Cervical Cancer is Almost Always Preventable

Anyone with a cervix is encouraged to get checked every three years with a simple test to prevent cervical cancer. 
October 21 to 25 is National Cervical Cancer Awareness Week, and Cancer Care Ontario (in time, Ontario Health), is encouraging people to stay up-to-date with regular cervical screening.
 
Every year, about 750 people in Ontario will get cervical cancer and about 160 people will die from it. Getting screened regularly is important because it can find abnormal cells that could become cancer (called pre-cancers). Finding pre-cancers and treating them can prevent you from getting cancer. 
 
The Cervical Screening Program (OCSP), recommends going for cervical screening every three years if you have a cervix, are age 21 to 69, and are or have ever been sexually active. Cervical cancer can almost always be prevented with regular cervical screening and follow-up of abnormal results.
 
Cervical cancer can affect anyone with a cervix who has ever been sexually active. The OCSP recommends that people should go for cervical screening even if they: 
 
  • Feel healthy and have no symptoms; 
  • Are no longer sexually active;
  • Have only had one partner; 
  • Are in a same-sex relationship;
  • Have been through menopause;
  • Have no family history of cervical cancer; or
  • Have received the HPV vaccine. 
 
Cervical cancer is caused when a cancer-causing type of human papillomavirus (HPV) does not go away.
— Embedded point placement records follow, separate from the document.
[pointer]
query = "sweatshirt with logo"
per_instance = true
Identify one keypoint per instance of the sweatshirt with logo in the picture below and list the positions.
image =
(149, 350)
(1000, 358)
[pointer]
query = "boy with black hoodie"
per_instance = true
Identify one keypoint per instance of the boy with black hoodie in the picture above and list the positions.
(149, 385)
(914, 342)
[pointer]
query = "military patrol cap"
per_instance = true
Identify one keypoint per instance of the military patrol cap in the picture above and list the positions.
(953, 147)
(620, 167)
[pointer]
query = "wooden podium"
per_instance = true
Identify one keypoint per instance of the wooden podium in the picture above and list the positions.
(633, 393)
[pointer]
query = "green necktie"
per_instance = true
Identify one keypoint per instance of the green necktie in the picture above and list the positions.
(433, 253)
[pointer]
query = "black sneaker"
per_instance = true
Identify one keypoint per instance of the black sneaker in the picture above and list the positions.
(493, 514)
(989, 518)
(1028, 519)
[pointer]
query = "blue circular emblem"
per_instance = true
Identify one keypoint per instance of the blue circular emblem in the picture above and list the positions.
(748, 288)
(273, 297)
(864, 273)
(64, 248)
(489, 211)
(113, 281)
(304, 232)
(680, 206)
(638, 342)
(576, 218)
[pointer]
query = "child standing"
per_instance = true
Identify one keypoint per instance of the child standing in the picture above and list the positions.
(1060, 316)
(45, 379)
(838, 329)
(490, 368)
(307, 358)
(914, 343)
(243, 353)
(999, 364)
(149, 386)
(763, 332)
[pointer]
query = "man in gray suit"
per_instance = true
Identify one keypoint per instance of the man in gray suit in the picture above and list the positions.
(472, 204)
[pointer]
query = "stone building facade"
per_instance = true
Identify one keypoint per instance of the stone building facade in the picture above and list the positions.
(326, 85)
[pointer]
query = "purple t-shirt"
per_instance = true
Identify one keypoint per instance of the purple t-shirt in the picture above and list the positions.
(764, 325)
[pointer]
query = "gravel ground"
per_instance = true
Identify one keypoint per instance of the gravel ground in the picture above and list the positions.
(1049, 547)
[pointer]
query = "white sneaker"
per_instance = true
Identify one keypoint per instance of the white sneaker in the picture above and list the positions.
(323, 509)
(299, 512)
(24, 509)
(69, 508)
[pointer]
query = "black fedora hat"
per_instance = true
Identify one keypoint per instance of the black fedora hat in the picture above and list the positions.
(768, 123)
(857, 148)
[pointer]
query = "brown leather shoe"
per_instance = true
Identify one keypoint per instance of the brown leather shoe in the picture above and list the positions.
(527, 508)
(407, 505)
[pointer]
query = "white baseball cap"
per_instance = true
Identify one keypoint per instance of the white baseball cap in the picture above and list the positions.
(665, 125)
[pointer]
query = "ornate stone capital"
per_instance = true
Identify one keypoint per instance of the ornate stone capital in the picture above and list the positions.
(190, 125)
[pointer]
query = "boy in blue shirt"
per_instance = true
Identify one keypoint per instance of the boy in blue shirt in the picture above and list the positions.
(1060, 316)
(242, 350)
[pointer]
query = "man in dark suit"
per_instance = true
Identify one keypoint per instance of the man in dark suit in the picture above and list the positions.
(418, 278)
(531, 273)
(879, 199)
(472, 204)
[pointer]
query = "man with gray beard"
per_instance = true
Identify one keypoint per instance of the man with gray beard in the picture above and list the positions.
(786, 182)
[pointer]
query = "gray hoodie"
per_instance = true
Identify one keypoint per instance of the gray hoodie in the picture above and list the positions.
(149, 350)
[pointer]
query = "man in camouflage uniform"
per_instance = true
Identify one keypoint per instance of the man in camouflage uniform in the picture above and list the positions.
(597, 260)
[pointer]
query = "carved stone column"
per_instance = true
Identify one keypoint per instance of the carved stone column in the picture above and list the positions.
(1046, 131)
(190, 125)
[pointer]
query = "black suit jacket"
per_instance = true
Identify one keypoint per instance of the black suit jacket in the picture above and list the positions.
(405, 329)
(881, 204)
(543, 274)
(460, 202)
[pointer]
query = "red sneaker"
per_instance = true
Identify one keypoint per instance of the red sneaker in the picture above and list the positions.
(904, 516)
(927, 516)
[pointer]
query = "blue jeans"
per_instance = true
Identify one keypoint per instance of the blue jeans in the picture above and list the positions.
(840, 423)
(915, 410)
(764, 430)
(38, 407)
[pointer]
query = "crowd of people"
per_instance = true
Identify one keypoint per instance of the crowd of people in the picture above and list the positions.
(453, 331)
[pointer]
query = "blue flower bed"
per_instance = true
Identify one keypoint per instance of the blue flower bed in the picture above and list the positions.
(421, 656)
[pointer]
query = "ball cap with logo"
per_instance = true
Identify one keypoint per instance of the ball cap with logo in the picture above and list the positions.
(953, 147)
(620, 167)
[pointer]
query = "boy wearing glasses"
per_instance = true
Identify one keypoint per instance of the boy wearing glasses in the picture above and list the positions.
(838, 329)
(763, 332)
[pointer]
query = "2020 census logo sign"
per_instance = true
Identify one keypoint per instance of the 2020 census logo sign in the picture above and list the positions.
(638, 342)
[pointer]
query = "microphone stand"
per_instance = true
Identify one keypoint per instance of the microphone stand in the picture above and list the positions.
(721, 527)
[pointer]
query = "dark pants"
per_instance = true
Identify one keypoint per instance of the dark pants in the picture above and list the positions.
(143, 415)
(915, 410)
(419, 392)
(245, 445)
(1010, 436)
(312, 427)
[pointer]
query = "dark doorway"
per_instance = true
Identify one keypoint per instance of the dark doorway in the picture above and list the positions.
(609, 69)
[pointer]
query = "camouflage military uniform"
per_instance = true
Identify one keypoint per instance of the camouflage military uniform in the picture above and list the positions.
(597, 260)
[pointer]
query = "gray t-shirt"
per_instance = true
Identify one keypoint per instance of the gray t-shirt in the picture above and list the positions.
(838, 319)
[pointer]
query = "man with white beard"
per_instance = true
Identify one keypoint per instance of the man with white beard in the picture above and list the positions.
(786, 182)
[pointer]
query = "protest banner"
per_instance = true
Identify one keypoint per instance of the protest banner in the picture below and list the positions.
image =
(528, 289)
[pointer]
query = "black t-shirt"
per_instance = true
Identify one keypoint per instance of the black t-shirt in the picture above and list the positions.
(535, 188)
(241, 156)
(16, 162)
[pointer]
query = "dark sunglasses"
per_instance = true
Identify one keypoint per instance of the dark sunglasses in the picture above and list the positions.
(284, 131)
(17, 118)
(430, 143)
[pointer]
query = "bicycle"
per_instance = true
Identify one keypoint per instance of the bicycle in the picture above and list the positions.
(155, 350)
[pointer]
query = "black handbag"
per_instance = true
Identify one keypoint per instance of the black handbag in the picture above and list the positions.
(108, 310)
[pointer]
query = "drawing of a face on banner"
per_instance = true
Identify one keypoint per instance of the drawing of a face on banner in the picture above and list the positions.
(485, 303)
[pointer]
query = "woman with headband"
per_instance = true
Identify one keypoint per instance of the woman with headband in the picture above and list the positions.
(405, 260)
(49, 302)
HPV is passed from one person to another through sexual activity, which includes intercourse (sex) and digital (using the fingers) or oral (using the mouth) sexual activity involving the genitals with a partner of any sex. HPV infections are common and up to 80 percent of sexually active people will have an HPV infection in their lifetime. 
 
There are many types of HPV infections, and some cause cell changes in the cervix which can lead to an abnormal cervical screening test result. Only cells caused by cancer-causing types of HPV can increase your risk of getting cervical cancer. If an infection from a cancer-causing type of HPV stays in the body for many years, it can lead to cervical cancer. 
 
For more information on cervical screening, visit www.cancercareontario.ca/ccaw. To find a clinic offering cervical screening in your community during Cervical Cancer Awareness Week, visit the Federation of Medical Women of Canada
 
If you do not have a family doctor or nurse practitioner, you can get screened at some public health units, sexual health clinics or walk-in-clinics. You can also find a family doctor or nurse practitioner through the Ministry of Health’s Health Care Connect program.